Has anyone run across this? We just rolled the Cisco AnyConnect Secure Mobility Client version 3.0.1047 and have noticed that when the VPN connection is established, a route is added to the local PC for the DHCP server itself, which uses the IP address of the default gateway as the next hop. Since the DHCP server is local (and is not running on the same device as the default gateway) this effectively renders the DHCP server inaccessible since the packets go from the client PC to the default gateway at which point it dies (in this case the default gateway is a Cisco ASA).
Here is an example from the route print output (Windows 7 x64):
192.168.13.101 255.255.255.255 192.168.13.1 192.168.13.119 11
So in this case, 192.168.13.101 is the local server running DHCP (and DNS and AD). 192.168.13.1 is the inside interface of the ASA (the default gateway of all the boxes on that network). 192.168.13.119 is the IP address of the client machine running the AnyConnect software. If the client machine has a static IP address, a route entry is not added. Similarly, as soon as the VPN is disconnected, the route entry is removed.
So while I think I know what is happening, I have no idea why it is happening or what to do about it. We have tried reinstalling the VPN client (didn't fix it), tried running the VPN client on other systems (same problem) and had folks at various locations repeat the tests. If the DHCP server and the default gateway are the same device, it's no big deal. The problem is when they aren't.
Anyone seen anything like this or have any idea what might be causing it?
Hello, any result from TAC? I am found this issue in our company, but regarding Cisco IPSec VPN and can't find any reasonable way how to solve it.
If you're in the exact same situation, I'd recommend to allow the traffic to be u-turned on the local default gateway (same-security-traffic command if it's an ASA).
If not, please share your topology and details of the issue so I can take a look.
I found the TAC case that was opened for the thread above but no further resolution took place beyond suggesting to make sure that the u-turning on the default gateway works as expected.
Hello Nicolas, thanks for quick answer. Default gateway is the C3750X device. ASA which serving like VPN concetrator is in different network. Traffic to this ASA is routed from C3750X via ISP's MPLS network. Regarding DHCP server - it is in different subnet than user's workstation and ip helper-address is used on C3750X to reach it.
Is it possible apply your solution to this scenario as well?
I think it should:
What's the route that you see installed on the client by the VPN software?
What's the default gateway of the client on the LAN (when not connected to VPN)?
What's the IP address you cannot reach?
Do you need to reach that IP over the VPN or is it ok to talk to it outside of the tunnel?
It's much easier to recommend something if I know the topology and we work on a specific instance.
Route installed by VPN on the client:
Network Destination Netmask Gateway Interface Metric
10.25.152.1 255.255.255.255 10.25.149.254 10.25.149.44 1
Default gateway without active VPN: 10.25.149.254
IP which can't be reached: 10.25.152.1 - it is DHCP and DNS server, and unfortunately it is serving like file server as well.
It must be reached via VPN, because Split tunneling is not allowed in our company due to security rules.
If it will be better I can create TAC case for this issue.

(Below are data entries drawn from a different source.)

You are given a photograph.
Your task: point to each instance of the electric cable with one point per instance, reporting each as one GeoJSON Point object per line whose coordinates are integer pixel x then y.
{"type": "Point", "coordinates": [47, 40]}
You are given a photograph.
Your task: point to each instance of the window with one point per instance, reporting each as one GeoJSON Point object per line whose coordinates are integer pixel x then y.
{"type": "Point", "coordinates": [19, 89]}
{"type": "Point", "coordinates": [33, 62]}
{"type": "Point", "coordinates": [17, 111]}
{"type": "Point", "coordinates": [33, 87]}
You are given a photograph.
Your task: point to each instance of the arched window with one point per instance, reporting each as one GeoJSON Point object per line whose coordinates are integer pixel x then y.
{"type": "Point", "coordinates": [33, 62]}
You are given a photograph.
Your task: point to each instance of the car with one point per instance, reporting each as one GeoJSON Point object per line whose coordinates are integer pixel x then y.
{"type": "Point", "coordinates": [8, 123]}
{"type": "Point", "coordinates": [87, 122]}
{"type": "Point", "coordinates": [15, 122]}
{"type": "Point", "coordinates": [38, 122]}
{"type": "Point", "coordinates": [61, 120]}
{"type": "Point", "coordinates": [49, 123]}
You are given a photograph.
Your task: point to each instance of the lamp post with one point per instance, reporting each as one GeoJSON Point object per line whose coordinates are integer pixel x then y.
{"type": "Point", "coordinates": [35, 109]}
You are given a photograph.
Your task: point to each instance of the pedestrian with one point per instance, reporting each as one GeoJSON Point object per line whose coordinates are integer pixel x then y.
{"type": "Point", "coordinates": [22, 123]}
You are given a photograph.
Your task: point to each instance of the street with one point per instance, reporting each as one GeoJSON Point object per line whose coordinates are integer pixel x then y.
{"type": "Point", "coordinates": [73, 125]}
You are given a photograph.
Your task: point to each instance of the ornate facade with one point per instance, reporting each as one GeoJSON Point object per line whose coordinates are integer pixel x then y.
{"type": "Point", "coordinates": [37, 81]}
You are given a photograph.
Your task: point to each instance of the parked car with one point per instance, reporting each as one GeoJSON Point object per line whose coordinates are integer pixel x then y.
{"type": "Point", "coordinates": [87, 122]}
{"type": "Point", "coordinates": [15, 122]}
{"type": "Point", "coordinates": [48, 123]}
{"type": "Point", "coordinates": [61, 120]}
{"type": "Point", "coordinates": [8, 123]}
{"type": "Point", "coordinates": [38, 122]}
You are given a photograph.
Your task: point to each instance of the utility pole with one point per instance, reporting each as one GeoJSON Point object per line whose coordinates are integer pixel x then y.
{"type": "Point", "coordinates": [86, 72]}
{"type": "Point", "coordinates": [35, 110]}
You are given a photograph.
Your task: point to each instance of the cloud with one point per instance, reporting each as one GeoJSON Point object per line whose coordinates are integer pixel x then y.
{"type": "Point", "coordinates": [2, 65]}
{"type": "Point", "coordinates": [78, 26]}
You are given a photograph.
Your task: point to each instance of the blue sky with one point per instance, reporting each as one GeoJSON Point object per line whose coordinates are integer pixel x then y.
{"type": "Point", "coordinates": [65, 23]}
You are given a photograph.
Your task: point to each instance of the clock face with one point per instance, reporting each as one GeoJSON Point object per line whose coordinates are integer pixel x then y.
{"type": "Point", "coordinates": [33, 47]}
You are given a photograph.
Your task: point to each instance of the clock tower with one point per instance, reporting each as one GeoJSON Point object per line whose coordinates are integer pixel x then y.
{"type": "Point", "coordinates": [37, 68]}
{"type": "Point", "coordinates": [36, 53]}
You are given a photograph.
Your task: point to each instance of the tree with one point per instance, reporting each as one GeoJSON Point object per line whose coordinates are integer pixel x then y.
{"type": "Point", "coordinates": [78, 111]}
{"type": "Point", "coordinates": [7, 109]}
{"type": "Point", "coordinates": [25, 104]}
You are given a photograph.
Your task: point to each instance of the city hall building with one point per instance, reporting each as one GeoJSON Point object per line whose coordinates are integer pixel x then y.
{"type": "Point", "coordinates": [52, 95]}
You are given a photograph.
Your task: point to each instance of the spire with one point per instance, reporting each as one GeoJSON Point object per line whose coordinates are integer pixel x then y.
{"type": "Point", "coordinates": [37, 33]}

There are a few things to consider here:
- The IPSec VPN client is EoL, so even if we consider this as a bug, it wouldn't be fixed
- fixing the file server access would break the DHCP renew which means there is no completely clean way to fix this, at least not at the IP level since the client can't route to the same destination using 2 different paths.
Is there any chance we could do a static policy NAT for the DHCP traffic so it appears to come from another IP? It's twisted and it may not work (the client might use the DHCP server IP embedded inside the payload and not the source IP) but if it does, then we'd fix the overlap.
Could the server use another IP address for the DHCP service (much like using a loopback for a certain service on a router?)
A third solution would be to NAT the destination server IP on the ASA for traffic from the IP pool going to the server. We'd need DNS doctoring as well to resolve the server's name to the NATted IP. This way the server would appear from the VPN client as being at a different IP, thereby fixing the overlap.
All these potential solutions are quite involved... you may be better off wityh a simpler design: splitting of your server into 2 or using something else to do DHCP for the VPN clients.
Thanks for your effort and advice Nicolas. I will be thinking about these solutions. Anyway, maybe another option can be set another IP to the server via which it can be accessed from VPN.